The Unconquered Seminoles

The Florida State Seminoles are one of the most feared athletic problems in the NCAA. Their mascot is a Seminole Chief (Chief Osceola), and he rides onto the field before every home game on his trustful horse Renegade. One of the things that the student body is known for is doing the tomahawk chop during the whole football game but in reality the war chant was not real and has no association with the Seminole Tribe. The Seminoles are a very well built football team and the whole student Seminole nation supports the football team with all their hearts through thick and thin. One thing that the students of Florida State had to go through was the possible change of their team name and change of their mascot. In early August right before football season, the NCAA committee included Florida State on a list of 18 colleges that used "hostile/abusive" American Indian references. After a large dispute and a lot of national media attention, the NCAA granted a waiver in the first challenge to a new policy, removing Florida State from a list of colleges whose sports teams where said to be "hostile or abusive" towards native american names and images. One main reason Florida State was accepted was that the Seminole Tribe officially sanctioned Florida States use of Seminoles as a nickname and Chief Osceola as a mascot. Max Osceola, Chief and General council President of the Seminole Tribe of Florida stated that it was an "honor" to be associated with the Florida State Seminoles.

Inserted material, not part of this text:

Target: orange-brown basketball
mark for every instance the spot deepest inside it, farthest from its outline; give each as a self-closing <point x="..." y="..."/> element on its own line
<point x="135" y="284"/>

This was not enough for the president of Florida State T.K. Wetherell. He knew that the student body knew that Chief Osceola was the mascot of the football team but Wetherell and the history teachers of the University of Florida State wanted students to know more about the origins of their football teams mascot. They wanted them to know that Osceola was a real man, the resistance leader of the Seminole Indians, not just a football mascot. 
In March, T.K. Wetherell and his history teachers met with leaders of the Seminole Tribe of Florida to discuss a new course that was going to be inducted into the university's history department. Both sides of the meeting agreed that students should learn the Seminoles' history in larger context of the Southeast, and U.S. policies towards them. 
Now the University of Florida State is offering "History of the Seminoles and Southeastern Tribes, Pre-contact to Present." An undergraduate course for up to 45 students. This interaction between the University and the Tribe formed a bond between each other. Now when the students of Florida State are doing the tomahawk chop throughout the duration of the football game they are doing it for a good reason and understand why there is a man riding around on a horse acting as a mascot.
The NCAA should take this as a lesson, that you should not change the name of the team but encourage the organization/university to learn why they are named what they are named. And this will strengthen the bond with the players the coaches and the university, like it did in the case of Florida State. The Mighty Unconquered Seminole Tribe once and always again.